Becoming a charity Trustee is a way to give back to your local community, and use your skills (both personal and often professional) to benefit others. Perceptions of what a Trustee does can be quite different, ranging from being responsible for day-to-day operational matters to cutting ribbons at the church fete! Whilst that may be true in some cases, what is certain is that it should always involve a group of responsible people, with a mix of skills to provide strategic direction and accountability for the charity.
With the exception of larger organisations, many charities have a board of volunteer trustees or non-exec directors at their heart. Trustees are the ultimate decision-makers of a charity, and have final responsibility and accountability for its success or failure and the charity’s legal compliance, although much of their role in practice varies depending on the size and complexity of the organisation. Trustee boards will typically meet four to six times a year, plus committees if needed, to act upon to the most important issues facing the charity, although how involved trustees are can vary quite widely depending on the organisation.
Robin Gill is a trustee at The Chester Bluecoat Charity, which helps to tackle the causes of poverty, disadvantage, and inequality in Chester and its surrounding areas. Based in the historic Bluecoat building on Northgate Street, it acts as a hub for other charities, gives grants to fund a variety of community and educational projects, and provides accommodation to people in need via its 16 alms houses. As the city’s oldest charity, The Chester Bluecoat Charity is proud to have carried out its charitable work for more than 800 years.
For Robin, assisting a charity benefiting those in need in the local community was his aim. However, as an experienced Corporate Partner at HM Legal (until recently known as Hillyer McKeown Solicitors), and having previously been a trustee of Chester Students’ Union at the University, he was mindful of the trustees’ personal liability. Robin was careful to ask the right questions before taking on the role, to ensure that the charity had all the necessary insurances in place, to protect both the business of the charity and its volunteer trustees.
The Chester Bluecoat Charity has recently changed its structure and now has a Charitable Company as its trustee, which means the Trustees are Directors of that Company and have Directors’ and Officers’ (D&O) insurance instead of Trustee Liability, but which provides the same level of protection.
Charity leaders and trustees can be held personally liable for their actions, which could potentially impact their ‘usual’ jobs and livelihoods if they are not adequately protected. This risk may be higher for trustees of unincorporated charities since the boundary between the individual and the organisation is less distinct than it is in incorporated charities operating via a limited liability company. Although a charity leader can face personal legal action in relation to their role, Trustee Liability insurance protects them from exposure for liability arising from their actions as trustees, often in a voluntary role.

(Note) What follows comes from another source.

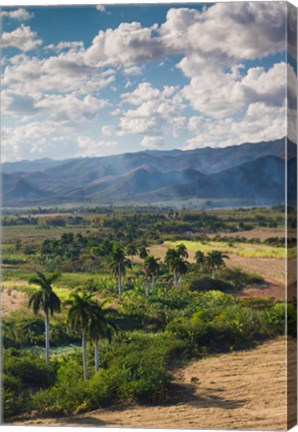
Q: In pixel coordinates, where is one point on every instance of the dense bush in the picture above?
(227, 326)
(23, 373)
(135, 368)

Individual and Trustee Liability insurance is designed to protect the Trustees, Directors, Governors, committee members, and officers of a charity, club, association, or not-for-profit organisation to cover costs when defending or settling a wide range of claims. A policy will protect you against fines and compensation claims as well as legal costs arising from these claims.
Any trustee can make mistakes or cause accidents. They are only human.
Andy Piggott, MD of Grosvenor “We are often approached by Trustees, asking for advice about personal protection when becoming a Trustee. We will have a discussion on what is in place with the charity and often they are covered by a current policy. On occasions, we find they have no insurance policies in place, and this leaves the Trustees vulnerable financially. We will then have a conversation with the charity about Trustee Liability and look at their overall insurance policies to make sure they have the best cover in place.”
Grosvenor Insurance Brokers specialises in Charity Insurance including Trustee Liability. They are fully independent and don’t charge charities for a consultation. The Managing Director of Grosvenor, Andy Piggott, believes it is important to give back to your local community, very similar to Robin Gill. Andy has spent several years on the Executive Committee of the Chester Business Club.
Robin’s advice is simple. “If you want to become a Trustee, make sure you understand the legal duties and responsibilities you’re taking on, and do your homework on the Charity first. If you are being interviewed for the role by existing Trustees, do remember the interview is a two-way conversation to make sure it is right for both of you. The work of a trustee can be extremely rewarding. If you have a skill set that will benefit the Charity, and a personal connection, then it really is the perfect match.”